Préparé à la nuance par Stellario Fagone, le Chor des Bayerischen Rundfunks apporte son soutien à huit solistes familiers des productions du Palazzetto Bru Zane. Trois soprani s’en détachent : Jennifer Holloway (Hermosa), qui use avec expressivité d’un mezzo aisé qui servit son début de carrière, Juliette Mars (Iglésia, Esclave), fort limpide, ainsi que Judith van Wanroij (Xaïma), toujours aussi fraîche, souple et brillante [lire notre critique du CD Cantates de Gounod]. Chez les hommes, les barytons dominent en nombre : Tassis Christoyannis (Ben-Saïd), chanteur ample et stable, Boris Pinkhasovich (Hadjar), bien impacté, et l’efficace Jérôme Boutillier (Roi, Soldat). Un ténor clair et ardent distingue Edgaras Montvidas (Manoël), tandis qu’Artavazd Sargsyan (Alcade, Cadi) séduit par la couleur, une fois encore [lire notre critique des CD Proserpine et Uthal].
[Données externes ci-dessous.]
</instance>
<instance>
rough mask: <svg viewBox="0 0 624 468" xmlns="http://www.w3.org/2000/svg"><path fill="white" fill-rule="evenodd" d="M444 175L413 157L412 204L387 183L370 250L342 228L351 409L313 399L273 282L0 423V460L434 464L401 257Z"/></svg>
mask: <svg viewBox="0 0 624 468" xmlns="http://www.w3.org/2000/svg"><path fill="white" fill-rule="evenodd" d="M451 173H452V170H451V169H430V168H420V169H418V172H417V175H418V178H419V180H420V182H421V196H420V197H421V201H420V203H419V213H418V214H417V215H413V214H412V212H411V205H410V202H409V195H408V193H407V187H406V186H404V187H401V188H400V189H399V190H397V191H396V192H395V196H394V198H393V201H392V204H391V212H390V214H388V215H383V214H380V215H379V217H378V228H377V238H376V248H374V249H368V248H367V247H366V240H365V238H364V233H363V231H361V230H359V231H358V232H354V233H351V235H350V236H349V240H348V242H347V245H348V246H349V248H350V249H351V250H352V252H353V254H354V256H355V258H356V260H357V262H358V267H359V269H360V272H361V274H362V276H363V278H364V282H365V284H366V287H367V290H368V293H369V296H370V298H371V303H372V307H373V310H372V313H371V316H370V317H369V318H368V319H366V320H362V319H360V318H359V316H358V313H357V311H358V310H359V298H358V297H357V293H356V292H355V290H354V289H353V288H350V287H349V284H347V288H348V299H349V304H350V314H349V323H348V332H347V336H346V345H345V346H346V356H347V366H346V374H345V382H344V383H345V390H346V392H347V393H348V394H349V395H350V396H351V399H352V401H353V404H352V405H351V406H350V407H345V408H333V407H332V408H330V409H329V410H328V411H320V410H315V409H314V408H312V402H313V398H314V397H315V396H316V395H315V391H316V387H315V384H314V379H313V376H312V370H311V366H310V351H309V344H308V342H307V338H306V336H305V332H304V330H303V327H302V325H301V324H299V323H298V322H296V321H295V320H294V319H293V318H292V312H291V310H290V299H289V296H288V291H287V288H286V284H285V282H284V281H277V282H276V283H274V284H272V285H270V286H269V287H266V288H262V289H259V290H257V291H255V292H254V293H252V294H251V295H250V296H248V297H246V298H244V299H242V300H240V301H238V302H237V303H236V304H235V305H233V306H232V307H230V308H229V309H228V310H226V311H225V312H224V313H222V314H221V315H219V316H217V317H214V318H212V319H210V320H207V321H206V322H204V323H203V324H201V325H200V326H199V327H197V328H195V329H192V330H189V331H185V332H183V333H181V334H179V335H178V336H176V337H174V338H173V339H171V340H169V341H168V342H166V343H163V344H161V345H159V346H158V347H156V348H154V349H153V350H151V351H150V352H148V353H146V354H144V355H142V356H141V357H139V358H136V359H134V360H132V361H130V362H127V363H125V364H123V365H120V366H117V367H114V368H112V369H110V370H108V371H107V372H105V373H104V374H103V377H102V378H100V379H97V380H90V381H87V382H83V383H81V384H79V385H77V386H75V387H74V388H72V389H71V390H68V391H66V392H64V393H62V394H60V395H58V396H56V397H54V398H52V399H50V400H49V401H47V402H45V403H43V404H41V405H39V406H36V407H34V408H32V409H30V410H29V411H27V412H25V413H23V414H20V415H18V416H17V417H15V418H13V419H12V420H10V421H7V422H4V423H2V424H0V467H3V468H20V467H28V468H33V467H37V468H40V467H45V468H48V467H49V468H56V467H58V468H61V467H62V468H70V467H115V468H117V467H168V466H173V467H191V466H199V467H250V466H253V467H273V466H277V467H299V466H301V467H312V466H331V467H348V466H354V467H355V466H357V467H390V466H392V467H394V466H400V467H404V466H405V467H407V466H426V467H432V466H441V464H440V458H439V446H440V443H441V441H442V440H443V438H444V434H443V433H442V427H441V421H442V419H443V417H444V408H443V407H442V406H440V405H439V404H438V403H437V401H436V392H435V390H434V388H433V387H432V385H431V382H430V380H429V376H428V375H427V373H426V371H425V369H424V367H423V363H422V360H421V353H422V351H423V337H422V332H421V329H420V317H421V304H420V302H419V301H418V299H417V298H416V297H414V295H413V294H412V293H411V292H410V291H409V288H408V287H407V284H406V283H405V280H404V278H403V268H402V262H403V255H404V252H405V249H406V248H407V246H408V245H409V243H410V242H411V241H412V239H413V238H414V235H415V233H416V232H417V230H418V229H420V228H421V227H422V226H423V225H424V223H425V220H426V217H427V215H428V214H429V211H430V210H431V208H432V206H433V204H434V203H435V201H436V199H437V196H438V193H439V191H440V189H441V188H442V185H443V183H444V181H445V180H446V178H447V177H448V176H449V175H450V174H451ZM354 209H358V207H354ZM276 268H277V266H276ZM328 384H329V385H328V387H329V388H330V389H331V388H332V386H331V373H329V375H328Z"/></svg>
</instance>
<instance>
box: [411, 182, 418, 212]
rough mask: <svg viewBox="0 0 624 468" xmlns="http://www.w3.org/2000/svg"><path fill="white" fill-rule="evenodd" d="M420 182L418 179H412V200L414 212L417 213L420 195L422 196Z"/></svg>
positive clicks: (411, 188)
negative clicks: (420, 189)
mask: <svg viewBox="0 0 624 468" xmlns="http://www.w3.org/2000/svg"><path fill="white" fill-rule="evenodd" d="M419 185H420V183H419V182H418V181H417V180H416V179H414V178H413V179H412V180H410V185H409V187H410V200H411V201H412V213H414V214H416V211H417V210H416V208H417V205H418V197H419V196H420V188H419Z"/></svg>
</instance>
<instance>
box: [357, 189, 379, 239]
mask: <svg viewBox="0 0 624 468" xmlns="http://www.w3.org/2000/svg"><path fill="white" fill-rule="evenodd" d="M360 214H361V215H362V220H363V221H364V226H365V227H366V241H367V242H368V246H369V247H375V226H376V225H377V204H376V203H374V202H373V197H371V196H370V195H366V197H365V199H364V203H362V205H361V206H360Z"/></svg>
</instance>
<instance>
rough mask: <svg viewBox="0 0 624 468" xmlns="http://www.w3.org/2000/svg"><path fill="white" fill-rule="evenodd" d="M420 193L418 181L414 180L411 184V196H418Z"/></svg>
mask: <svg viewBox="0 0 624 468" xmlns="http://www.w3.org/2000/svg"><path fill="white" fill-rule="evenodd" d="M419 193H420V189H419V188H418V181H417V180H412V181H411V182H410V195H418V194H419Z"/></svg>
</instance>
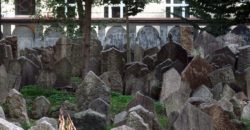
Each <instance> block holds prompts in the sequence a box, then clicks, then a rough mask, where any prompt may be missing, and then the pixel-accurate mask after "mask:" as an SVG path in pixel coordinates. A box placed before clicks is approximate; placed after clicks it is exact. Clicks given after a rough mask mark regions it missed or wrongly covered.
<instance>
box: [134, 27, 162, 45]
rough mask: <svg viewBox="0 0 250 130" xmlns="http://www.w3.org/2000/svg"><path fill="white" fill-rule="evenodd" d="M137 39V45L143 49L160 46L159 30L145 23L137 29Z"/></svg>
mask: <svg viewBox="0 0 250 130" xmlns="http://www.w3.org/2000/svg"><path fill="white" fill-rule="evenodd" d="M137 39H138V41H139V45H141V46H142V47H143V48H144V49H149V48H153V47H158V48H160V47H161V43H160V42H161V40H160V36H159V32H158V31H157V30H156V29H155V28H154V27H152V26H150V25H146V26H144V27H143V28H141V29H140V30H139V31H138V34H137Z"/></svg>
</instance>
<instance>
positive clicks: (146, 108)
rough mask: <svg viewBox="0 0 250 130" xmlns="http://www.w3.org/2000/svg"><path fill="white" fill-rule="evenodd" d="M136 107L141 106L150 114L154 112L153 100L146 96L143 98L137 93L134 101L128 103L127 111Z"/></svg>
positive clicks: (140, 94)
mask: <svg viewBox="0 0 250 130" xmlns="http://www.w3.org/2000/svg"><path fill="white" fill-rule="evenodd" d="M137 105H141V106H142V107H144V108H145V109H147V110H148V111H150V112H153V113H154V112H155V108H154V100H153V99H152V98H150V97H148V96H144V95H143V94H141V93H140V92H137V93H136V95H135V97H134V99H133V100H132V101H131V102H129V103H128V105H127V110H129V109H130V108H132V107H135V106H137Z"/></svg>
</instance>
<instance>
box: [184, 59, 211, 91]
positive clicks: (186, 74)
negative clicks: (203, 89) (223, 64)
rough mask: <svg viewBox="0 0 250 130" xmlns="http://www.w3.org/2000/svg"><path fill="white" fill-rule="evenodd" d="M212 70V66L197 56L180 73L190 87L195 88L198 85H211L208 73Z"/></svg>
mask: <svg viewBox="0 0 250 130" xmlns="http://www.w3.org/2000/svg"><path fill="white" fill-rule="evenodd" d="M211 72H212V66H211V65H210V64H208V63H207V62H206V61H205V60H204V59H202V58H200V57H199V56H197V57H194V58H193V59H192V61H191V62H190V63H189V64H188V65H187V66H186V68H185V69H184V70H183V72H182V73H181V76H182V79H183V80H184V81H185V82H187V83H189V85H190V88H191V89H193V90H194V89H196V88H198V87H199V86H200V85H202V84H204V85H206V86H208V87H209V86H211V85H210V84H211V83H210V80H209V73H211Z"/></svg>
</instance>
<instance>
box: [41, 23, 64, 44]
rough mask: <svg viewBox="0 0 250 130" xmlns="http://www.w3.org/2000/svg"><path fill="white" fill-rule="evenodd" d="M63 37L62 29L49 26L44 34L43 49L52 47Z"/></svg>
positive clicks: (52, 26)
mask: <svg viewBox="0 0 250 130" xmlns="http://www.w3.org/2000/svg"><path fill="white" fill-rule="evenodd" d="M62 36H63V29H62V28H61V27H56V26H50V27H49V28H47V29H46V30H45V32H44V37H45V38H44V45H43V47H48V46H54V45H55V44H56V42H57V41H58V39H59V38H60V37H62Z"/></svg>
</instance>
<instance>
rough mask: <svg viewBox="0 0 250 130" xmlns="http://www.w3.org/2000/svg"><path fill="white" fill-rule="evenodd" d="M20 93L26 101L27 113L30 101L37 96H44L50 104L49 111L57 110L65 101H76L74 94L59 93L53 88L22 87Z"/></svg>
mask: <svg viewBox="0 0 250 130" xmlns="http://www.w3.org/2000/svg"><path fill="white" fill-rule="evenodd" d="M21 93H22V94H23V96H24V98H25V99H26V101H27V105H28V111H30V110H31V106H32V104H31V103H32V101H33V100H34V99H35V98H36V97H38V96H45V97H46V98H47V99H48V100H49V101H50V103H51V109H56V108H59V107H60V105H61V104H62V103H63V102H64V101H65V100H68V101H69V102H72V103H74V102H75V101H76V97H75V94H74V93H70V92H66V91H60V90H56V89H54V88H44V87H42V86H38V85H28V86H24V87H23V88H22V89H21Z"/></svg>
Enfin, applaudissons Hervé Niquet à la tête du Münchner Rundfunkorchester aux cordes soyeuses, enregistrés au Prinzregententheater de Munich, en janvier 2018. Dans cet ouvrage qui mériterait de retrouver la scène autant que le sempiternel Faust, le chef français cultive avec aisance un suspense alternant espoir tendre et sauvages menaces, un exotisme discret qui étonne moins que certains passages intemporels.